E se o Canadá for europeu?

É mais o que nos une, do que aquilo que nos separa e se queremos ser competitivos e uma força capaz de garantir a paz, teremos mesmo de olhar em nosso redor e encontrar novos aliados

O projeto europeu define-se pelas suas fronteiras geográficas e naturais, ou pelos seus valores e objetivos comuns? Não tenho dúvidas que a resposta não passa pelas fronteiras ou pela geografia, mas por um ideal de paz, prosperidade e desenvolvimento comum. Aliás, a adesão do Chipre em 2004 e as candidaturas da Turquia e da Geórgia deviam ser o maior exemplo disso mesmo.

Então, e se o Canadá não fosse o 51º estado norte-americano, mas o 28º Estado-Membro da União Europeia? Como é evidente, a ideia não é minha e tem ganho eco na imprensa internacional nas últimas semanas. Nestes parágrafos que se seguem, vou ignorar a profunda improbabilidade desta empreitada, apresentando apenas o que tanto os povos europeus, como o povo canadiano, teriam a ganhar com este alargamento.

Num momento em que Trump aperta o cerco à Gronelândia e a sua readesão à UE é uma possibilidade, em que as autoridades islandesas admitem um referendo à entrada na União para 2027 e em que os processos de adesão dos países dos Balcãs Ocidentais e da Ucrânia avançam significativamente; o assédio da administração americana às instituições canadianas dever-nos-ia fazer colocar esta hipótese em cima da mesa.

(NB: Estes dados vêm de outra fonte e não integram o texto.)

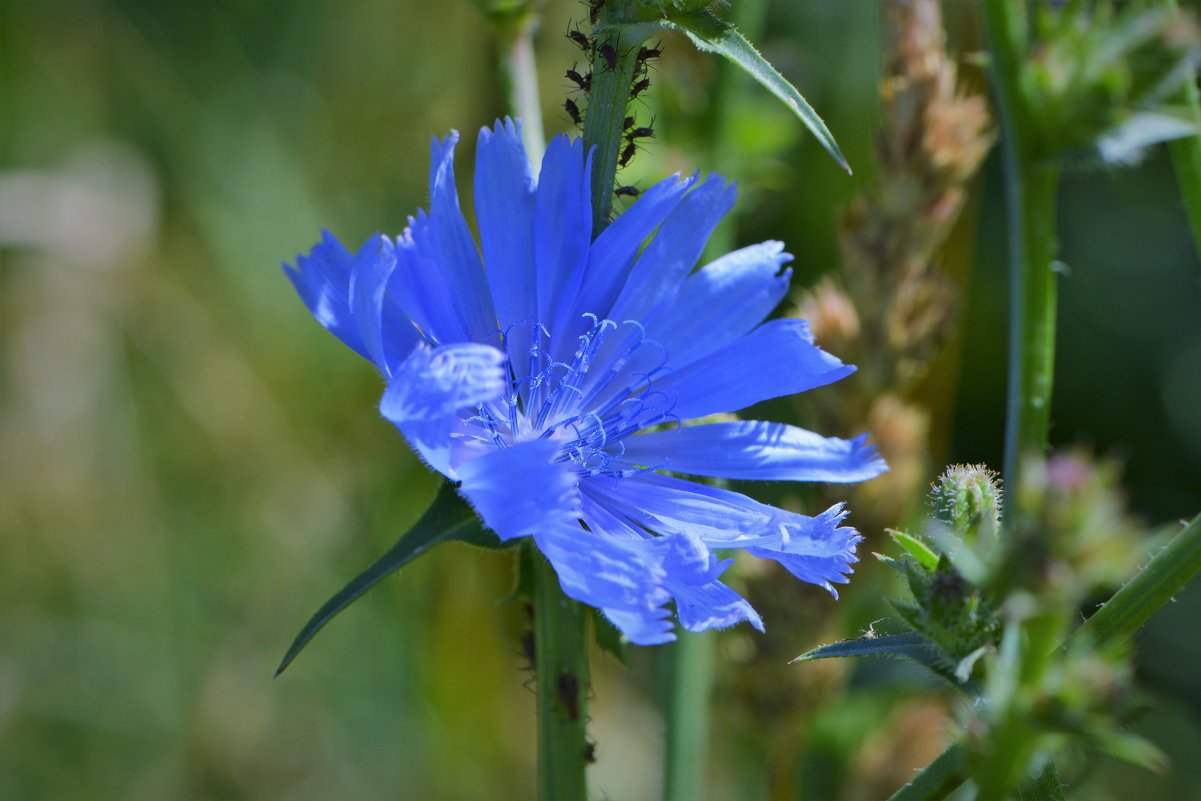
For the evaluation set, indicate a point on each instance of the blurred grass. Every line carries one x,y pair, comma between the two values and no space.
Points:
189,465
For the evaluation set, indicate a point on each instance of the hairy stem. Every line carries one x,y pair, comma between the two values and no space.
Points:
561,665
614,60
1187,151
1147,592
1031,196
686,695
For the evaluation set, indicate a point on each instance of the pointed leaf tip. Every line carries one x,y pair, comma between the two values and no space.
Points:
448,518
713,35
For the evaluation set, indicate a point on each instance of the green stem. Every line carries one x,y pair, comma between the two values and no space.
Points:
519,77
1031,186
686,694
608,100
561,664
1187,151
1146,593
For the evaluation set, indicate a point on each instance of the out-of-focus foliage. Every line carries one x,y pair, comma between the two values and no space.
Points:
187,464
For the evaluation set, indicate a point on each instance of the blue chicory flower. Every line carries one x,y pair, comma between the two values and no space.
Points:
549,375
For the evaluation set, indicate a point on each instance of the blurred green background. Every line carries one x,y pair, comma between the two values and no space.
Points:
189,465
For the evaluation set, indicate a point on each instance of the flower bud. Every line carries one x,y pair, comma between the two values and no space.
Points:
967,497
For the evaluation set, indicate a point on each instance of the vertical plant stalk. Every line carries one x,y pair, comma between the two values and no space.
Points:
608,100
1187,151
519,78
1147,592
561,665
560,625
686,695
1031,198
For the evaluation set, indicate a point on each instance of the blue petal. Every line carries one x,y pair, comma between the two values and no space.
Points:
813,549
722,302
431,386
816,549
454,249
703,602
519,490
562,233
384,330
505,210
613,252
778,358
689,569
422,287
756,450
674,251
619,577
322,279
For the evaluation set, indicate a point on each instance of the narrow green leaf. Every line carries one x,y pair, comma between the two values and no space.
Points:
712,35
1127,143
915,548
448,518
910,645
1146,593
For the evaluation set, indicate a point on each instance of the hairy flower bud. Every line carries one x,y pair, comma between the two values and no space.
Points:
967,497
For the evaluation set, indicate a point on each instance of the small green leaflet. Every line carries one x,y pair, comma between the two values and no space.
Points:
713,35
447,519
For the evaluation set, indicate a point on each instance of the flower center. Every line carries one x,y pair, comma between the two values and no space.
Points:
589,405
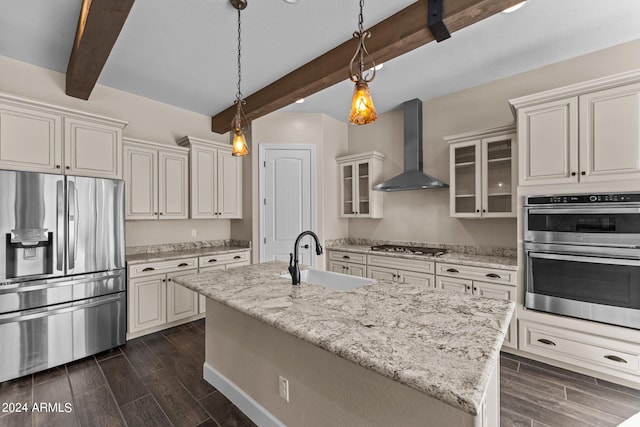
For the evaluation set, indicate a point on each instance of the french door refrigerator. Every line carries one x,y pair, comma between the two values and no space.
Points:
62,269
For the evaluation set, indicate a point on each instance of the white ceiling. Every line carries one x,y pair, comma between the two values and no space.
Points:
182,52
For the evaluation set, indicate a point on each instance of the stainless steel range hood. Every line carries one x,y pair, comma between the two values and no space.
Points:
412,178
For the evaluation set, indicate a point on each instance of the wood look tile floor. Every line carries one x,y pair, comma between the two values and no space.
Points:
156,380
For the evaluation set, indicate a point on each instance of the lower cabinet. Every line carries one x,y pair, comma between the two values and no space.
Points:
482,281
401,270
156,301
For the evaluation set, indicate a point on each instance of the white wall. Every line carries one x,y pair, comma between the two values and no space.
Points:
424,215
330,138
148,120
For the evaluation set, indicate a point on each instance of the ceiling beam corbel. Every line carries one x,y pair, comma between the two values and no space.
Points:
390,38
99,26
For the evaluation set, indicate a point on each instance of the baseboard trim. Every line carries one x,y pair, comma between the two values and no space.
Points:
242,400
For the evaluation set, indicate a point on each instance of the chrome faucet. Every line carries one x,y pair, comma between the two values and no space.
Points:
294,269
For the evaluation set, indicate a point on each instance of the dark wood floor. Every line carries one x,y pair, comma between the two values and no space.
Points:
157,380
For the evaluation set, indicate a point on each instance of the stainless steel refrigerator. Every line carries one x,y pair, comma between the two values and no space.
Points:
62,269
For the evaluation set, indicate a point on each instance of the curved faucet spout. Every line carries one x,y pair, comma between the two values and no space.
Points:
294,269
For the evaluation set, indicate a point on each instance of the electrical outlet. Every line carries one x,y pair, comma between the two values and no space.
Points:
283,388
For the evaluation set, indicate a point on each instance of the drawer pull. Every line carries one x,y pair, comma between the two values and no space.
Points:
615,358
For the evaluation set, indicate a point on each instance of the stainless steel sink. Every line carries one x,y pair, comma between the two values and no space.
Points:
328,279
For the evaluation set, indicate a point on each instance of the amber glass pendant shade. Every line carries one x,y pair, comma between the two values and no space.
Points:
362,109
239,144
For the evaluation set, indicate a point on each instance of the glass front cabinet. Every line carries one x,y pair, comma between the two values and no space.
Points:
483,173
358,174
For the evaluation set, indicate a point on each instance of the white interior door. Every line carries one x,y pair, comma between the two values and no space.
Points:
288,200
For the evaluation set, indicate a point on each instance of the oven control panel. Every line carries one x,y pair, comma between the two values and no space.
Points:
583,198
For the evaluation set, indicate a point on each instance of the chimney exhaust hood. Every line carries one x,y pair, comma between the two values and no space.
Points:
412,178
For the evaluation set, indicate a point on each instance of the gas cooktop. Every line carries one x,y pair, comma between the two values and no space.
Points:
414,250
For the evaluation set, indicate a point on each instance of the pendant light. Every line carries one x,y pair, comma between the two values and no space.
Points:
362,108
239,144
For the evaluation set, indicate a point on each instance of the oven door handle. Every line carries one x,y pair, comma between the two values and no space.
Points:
580,211
579,258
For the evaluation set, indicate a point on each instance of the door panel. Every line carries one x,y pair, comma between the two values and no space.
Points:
287,206
95,220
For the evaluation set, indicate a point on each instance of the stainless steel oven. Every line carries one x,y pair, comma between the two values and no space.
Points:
582,256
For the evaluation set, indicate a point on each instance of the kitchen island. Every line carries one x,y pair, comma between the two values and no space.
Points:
383,354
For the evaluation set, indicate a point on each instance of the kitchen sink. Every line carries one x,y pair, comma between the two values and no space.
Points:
328,279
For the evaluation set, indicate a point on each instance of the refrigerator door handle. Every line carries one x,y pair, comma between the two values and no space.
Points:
72,224
60,225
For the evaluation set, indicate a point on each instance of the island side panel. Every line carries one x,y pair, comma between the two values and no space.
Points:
325,389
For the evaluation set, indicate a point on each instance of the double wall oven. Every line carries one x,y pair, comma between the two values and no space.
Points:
582,256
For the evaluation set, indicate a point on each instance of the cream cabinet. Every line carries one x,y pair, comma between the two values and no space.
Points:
588,132
350,263
221,262
216,179
43,138
156,177
401,270
483,173
483,281
358,174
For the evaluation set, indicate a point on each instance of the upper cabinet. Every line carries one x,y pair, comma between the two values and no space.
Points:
358,174
588,132
216,179
156,177
483,173
39,137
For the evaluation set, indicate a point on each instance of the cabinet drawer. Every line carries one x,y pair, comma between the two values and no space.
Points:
486,274
419,265
579,349
348,257
223,258
146,269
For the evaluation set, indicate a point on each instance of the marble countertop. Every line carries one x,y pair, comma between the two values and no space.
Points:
444,344
180,254
507,263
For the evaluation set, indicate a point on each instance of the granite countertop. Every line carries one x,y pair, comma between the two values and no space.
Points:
441,343
180,254
491,261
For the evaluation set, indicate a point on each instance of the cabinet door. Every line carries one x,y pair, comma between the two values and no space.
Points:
141,177
92,149
454,284
204,165
147,297
30,140
610,134
499,177
465,178
416,278
229,185
348,195
382,273
181,302
548,142
173,185
493,290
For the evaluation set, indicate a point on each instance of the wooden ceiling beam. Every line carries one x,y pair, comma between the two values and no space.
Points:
396,35
98,29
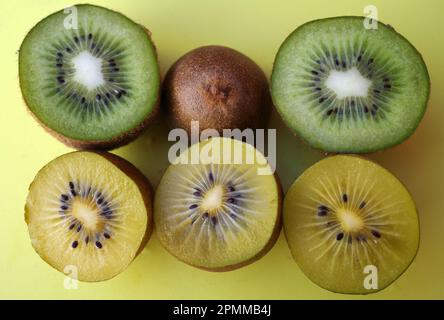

Numa altura em que a NATO volta ao seu estado de “morte cerebral”, citando o Presidente Macron de 2019, a adesão canadiana ao projeto europeu facilitaria o aparecimento de um bloco militar e geográfico alternativo com significado. A ideia poderia passar por um exército ‘europeu’ (nesta circunstância o ‘europeu’ teria de ser substituído por ‘atlantista’, ou algo do género) na base de uma cooperação reforçada por parte dos países que quisessem ser parte integrante. Deve-se lembrar que a Irlanda, a Áustria, Malta e Chipre não fazem parte da NATO.

Talvez não saibam que o Canadá é o segundo maior país do mundo, apenas menor que a Rússia e com sensivelmente o dobro da área da União Europeia. Ao mesmo tempo, tem apenas menos de 10% da nossa população, tendo apenas 4 vezes mais habitantes que Portugal. Para além disto, passaria automaticamente a ser o nono maior PIB per capita em PPC, bem como o oitavo maior IDH da União Europeia.

Da mesma forma, o Canadá é o terceiro país com maiores reservas de petróleo do mundo, com mais de 10% das reservas de barris globais, bem como o terceiro maior exportador mundial de trigo e o nono maior exportador de bens agrícolas. Neste sentido, os desafios para a UE seriam notáveis, tanto pela gestão de energia mais barata, ainda que mais poluente, em seu território, como para a sustentabilidade económica e política da PAC.

Reforço ainda que o Canadá é uma Monarquia Constitucional e continua a ter como seu Chefe de Estado o Rei de Inglaterra. A adesão reaproximaria a UE da coroa britânica e reacenderia, certamente, o debate sobre o regresso do Reino Unido ao projeto europeu, crucial para a afirmação militar e económica da Europa.

Por outro lado, nós, europeus, podemos oferecer ao Canadá aquilo que mais lhe falta: pessoas. Se hoje o Canadá ainda é a nona maior economia do mundo, projeta-se que, em 2100, possa estar apenas entre as 20 maiores. Aí, apenas uma União Europeia coesa e abrangente poderá disputar posições e liderança, nas suas mais variadas formas, com a China, os EUA e a Índia. Temos a oferecer um projeto assente num Estado social forte, uma moeda mais robusta e ainda as características significativas inovações na regulação.

John Lennon diria ‘You may say I’m a dreamer’, mas os desafios geopolíticos e económicos das próximas décadas serão brutais. Só com um mundo Atlântico unido e disponível poderemos enfrentá-los. Este texto serviu, apenas, como exposição de um caminho, mesmo que improvável ou não crível. No mundo que se desenha, esta pode não ser uma ideia tão absurda quanto parece.

No entanto, de algo estou certo, é mais o que nos une, do que aquilo que nos separa e se queremos ser competitivos e uma força capaz de garantir a paz, teremos mesmo de olhar em nosso redor e encontrar novos aliados ou reforçar as amizades com os povos irmãos.